Method 2: PowerShell Script to Detect Exact Duplicates
For libraries with thousands of files, use PowerShell with the PnP.PowerShell module. This script compares file content hashes to find exact duplicates regardless of file name.
- Install PnP.PowerShell module
Open Windows PowerShell as an administrator and run:Install-Module PnP.PowerShell -Scope CurrentUser. Confirm the installation when prompted. - Connect to the SharePoint site
Run:Connect-PnPOnline -Url "https://yourtenant.sharepoint.com/sites/yoursite" -Interactive. Sign in with a site owner account. - Run the duplicate detection script
Execute the following script. Replace DocumentLibraryName with the actual library name.$library = "DocumentLibraryName"
$items = Get-PnPListItem -List $library -PageSize 500
$hashTable = @{}
foreach ($item in $items) {
$file = $item.File
if ($file -ne $null) {
$hash = Get-FileHash -Path $file.ServerRelativeUrl -Algorithm MD5
if ($hashTable.ContainsKey($hash.Hash)) {
Write-Output "Duplicate: $($file.Name) matches $($hashTable[$hash.Hash])"
} else {
$hashTable[$hash.Hash] = $file.Name
}
}
} - Review the output
The script prints each duplicate pair. Copy the file names and manually verify them in the library before deletion. - Delete duplicates from the output
Use the SharePoint interface to delete the files identified by the script. Do not delete files directly from PowerShell unless you have confirmed the exact item ID.
The MD5 hash comparison catches files with identical binary content even if the file names differ. This method does not detect near-duplicates where only a few words changed.
Method 3: Third-Party Tools for Large Libraries
Several commercial tools can scan SharePoint libraries for duplicates and provide a web interface for bulk deletion. Tools such as ShareGate, Metalogix, and Collabspace Duplicate Checker offer scheduled scans, reporting, and one-click cleanup. Evaluate the cost against the time saved if your library contains more than 10,000 files. Most tools require a trial period so you can test them on a small library first.
Common Mistakes When Removing Duplicates
Deleting a file that has unique metadata or permissions
A file might appear to be a duplicate of another but have custom metadata, unique permissions, or a required retention label. Before deleting, check the properties of each suspected duplicate. Open the file details pane and look for any column values that differ from the copy you plan to keep. If the metadata is important, copy it to the surviving file before deletion.
Removing the file with the current version history
If one duplicate has 20 versions and the other has only one, the file with the richer version history is usually the one to keep. Open the version history by clicking the file name and selecting Version history. Compare the number of versions and the content of the latest version before deleting.

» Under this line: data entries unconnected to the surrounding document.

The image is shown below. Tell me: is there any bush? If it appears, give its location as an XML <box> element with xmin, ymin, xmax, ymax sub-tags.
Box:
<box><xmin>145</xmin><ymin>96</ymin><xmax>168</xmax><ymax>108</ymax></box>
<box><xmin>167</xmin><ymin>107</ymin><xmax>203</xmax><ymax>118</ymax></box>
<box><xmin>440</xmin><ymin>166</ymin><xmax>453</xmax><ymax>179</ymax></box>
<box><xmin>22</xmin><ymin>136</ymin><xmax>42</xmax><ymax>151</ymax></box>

Not checking linked files or web part references
A file may be referenced by a SharePoint web part, a Power Automate flow, or a hyperlink on another page. Deleting a referenced file breaks the connection. Use the Search feature in the site settings to find pages or flows that mention the file name. Update those references to point to the surviving file before deletion.

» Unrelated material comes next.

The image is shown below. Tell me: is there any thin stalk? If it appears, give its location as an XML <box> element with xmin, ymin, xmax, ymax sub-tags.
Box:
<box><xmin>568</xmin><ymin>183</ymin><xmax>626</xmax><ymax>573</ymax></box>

Manual Cleanup vs Automated Cleanup
| Item | Manual Cleanup | Automated Cleanup (PowerShell or Tool) |
|---|---|---|
| Best for library size | Under 500 files | 500 to 100,000 files |
| Detection method | Visual comparison by file name | Content hash, file size, or metadata match |
| Risk of accidental deletion | Low because each file is reviewed | Moderate if script output is not verified |
| Time required | Hours for 500 files | Minutes for 10,000 files |
| Requires PowerShell knowledge | No | Yes for script method |
After you finish the cleanup, configure a retention policy in the SharePoint admin center to keep only the latest version of each file. This policy prevents duplicates from accumulating again. Also enable the Require Check Out setting on the library so users must check out a file before editing, which reduces the chance of multiple users uploading the same document.